SACRAMENTO, Calif. (KNX) - Concerns are rising about the increase in young children who are accidentally consuming edible cannabis products, leading a state lawmaker to propose changes in how the drug is packaged.
Since cannabis was legalized seven years ago, pediatric physicians have seen a spike in accidental cannabis overdoses in children. In 2018, there were 330 calls to California Poison Control for cannabis exposure in children under six years old. In 2021, the number of calls more than doubled to 791.
Dr. Natalie Laub, a pediatrician at the University of California, San Diego, says some of the children affected are only two to three years old.
“The majority of children who are eating cannabis products are toddlers.

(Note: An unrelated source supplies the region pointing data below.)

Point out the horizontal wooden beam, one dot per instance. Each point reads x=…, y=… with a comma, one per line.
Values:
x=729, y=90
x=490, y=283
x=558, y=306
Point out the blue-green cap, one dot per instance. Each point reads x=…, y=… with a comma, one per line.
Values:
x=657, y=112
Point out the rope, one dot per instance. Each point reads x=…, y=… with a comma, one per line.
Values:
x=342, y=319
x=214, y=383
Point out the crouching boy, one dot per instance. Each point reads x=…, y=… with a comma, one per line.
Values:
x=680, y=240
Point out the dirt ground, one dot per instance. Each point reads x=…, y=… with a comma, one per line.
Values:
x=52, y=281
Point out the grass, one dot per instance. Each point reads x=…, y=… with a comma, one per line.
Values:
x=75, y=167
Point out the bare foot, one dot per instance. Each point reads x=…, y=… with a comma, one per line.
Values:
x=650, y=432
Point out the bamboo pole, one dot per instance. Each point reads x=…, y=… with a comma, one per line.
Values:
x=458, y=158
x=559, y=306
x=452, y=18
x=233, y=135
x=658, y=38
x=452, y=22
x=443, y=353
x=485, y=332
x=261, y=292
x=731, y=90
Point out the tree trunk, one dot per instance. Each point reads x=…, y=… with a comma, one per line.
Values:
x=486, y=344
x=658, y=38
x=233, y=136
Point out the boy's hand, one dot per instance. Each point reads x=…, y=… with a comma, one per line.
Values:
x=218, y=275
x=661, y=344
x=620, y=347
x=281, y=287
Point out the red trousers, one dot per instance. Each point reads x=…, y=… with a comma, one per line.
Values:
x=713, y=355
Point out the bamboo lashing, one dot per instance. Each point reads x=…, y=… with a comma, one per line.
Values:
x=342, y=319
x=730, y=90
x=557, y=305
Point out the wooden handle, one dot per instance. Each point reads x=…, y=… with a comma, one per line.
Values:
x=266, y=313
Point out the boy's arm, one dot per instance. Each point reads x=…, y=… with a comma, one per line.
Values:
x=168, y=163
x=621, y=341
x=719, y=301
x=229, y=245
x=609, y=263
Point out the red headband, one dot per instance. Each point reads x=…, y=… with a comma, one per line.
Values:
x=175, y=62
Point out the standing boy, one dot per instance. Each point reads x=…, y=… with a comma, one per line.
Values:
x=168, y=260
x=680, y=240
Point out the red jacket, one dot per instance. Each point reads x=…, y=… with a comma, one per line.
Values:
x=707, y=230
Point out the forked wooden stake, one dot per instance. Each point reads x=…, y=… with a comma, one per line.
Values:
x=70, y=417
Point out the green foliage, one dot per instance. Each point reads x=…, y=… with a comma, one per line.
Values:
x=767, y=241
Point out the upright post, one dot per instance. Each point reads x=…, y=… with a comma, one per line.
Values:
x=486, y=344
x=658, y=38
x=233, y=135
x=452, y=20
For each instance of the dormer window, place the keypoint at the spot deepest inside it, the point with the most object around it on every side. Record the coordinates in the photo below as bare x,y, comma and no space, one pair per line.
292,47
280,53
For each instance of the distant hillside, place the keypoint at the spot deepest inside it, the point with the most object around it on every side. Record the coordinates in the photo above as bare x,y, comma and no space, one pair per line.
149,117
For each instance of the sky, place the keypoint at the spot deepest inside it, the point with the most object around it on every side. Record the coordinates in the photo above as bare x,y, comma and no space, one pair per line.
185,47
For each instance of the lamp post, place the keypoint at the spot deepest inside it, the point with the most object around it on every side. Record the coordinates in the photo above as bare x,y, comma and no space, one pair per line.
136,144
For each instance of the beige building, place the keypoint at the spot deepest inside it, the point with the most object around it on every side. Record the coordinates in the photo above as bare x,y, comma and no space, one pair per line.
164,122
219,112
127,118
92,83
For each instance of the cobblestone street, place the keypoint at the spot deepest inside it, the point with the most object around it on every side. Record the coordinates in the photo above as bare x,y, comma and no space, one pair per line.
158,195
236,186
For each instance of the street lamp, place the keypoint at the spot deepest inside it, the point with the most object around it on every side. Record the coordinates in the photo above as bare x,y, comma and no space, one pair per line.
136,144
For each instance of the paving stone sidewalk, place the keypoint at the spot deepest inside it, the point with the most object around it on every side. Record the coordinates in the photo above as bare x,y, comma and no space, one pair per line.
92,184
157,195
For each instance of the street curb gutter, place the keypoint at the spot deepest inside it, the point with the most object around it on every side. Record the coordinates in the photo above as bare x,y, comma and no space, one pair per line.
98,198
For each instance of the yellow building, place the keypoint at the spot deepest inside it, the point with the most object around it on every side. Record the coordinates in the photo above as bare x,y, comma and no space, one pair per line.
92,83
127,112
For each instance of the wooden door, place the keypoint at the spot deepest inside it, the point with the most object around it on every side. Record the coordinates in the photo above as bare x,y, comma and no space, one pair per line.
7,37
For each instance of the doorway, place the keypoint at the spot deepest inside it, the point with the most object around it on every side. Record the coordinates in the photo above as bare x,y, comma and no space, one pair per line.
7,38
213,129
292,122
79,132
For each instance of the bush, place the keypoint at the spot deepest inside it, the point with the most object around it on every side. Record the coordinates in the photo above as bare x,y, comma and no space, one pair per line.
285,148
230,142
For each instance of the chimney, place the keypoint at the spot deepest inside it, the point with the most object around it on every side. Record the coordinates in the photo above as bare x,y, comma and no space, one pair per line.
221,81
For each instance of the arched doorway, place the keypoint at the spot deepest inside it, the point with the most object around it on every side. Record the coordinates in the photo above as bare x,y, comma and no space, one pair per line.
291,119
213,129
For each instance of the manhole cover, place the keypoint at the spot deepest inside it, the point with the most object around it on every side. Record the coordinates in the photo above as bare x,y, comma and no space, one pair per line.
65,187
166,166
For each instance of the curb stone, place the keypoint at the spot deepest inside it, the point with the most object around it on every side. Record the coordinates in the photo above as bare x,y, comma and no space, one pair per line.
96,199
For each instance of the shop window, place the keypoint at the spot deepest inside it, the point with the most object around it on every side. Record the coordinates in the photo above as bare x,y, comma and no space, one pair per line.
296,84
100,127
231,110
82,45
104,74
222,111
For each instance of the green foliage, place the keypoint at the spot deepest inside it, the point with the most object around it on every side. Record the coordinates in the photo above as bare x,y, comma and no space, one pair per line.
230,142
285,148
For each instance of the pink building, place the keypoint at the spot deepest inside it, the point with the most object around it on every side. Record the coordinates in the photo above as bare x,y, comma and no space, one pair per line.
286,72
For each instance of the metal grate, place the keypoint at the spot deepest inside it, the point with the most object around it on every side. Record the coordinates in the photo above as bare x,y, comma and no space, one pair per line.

They’re not eating it because they’re looking for it, they’re eating it because they’re confusing it with common household foods and items and candy,” she said.
Earlier this year, Thousand Oaks Assemblymember Jacqui Irwin submitted a measure to the California state assembly that would address what she says is the root cause of the poisonings: packaging that makes cannabis products look like child-friendly candy or snacks.
The bill, AB 1207, would prevent companies from using packaging and advertising that includes cartoon characters or the word “candy.” It would also ban flavoring in smokable or vaping cannabis.
“We cannot continue to allow California’s legal cannabis market to manufacture, package, and advertise products with features that are attractive to children,” Irwin said.
The bill is currently being considered in the appropriations committee. If passed, it contains an urgency clause that would direct the Department of Cannabis Control to implement changes on an emergency basis.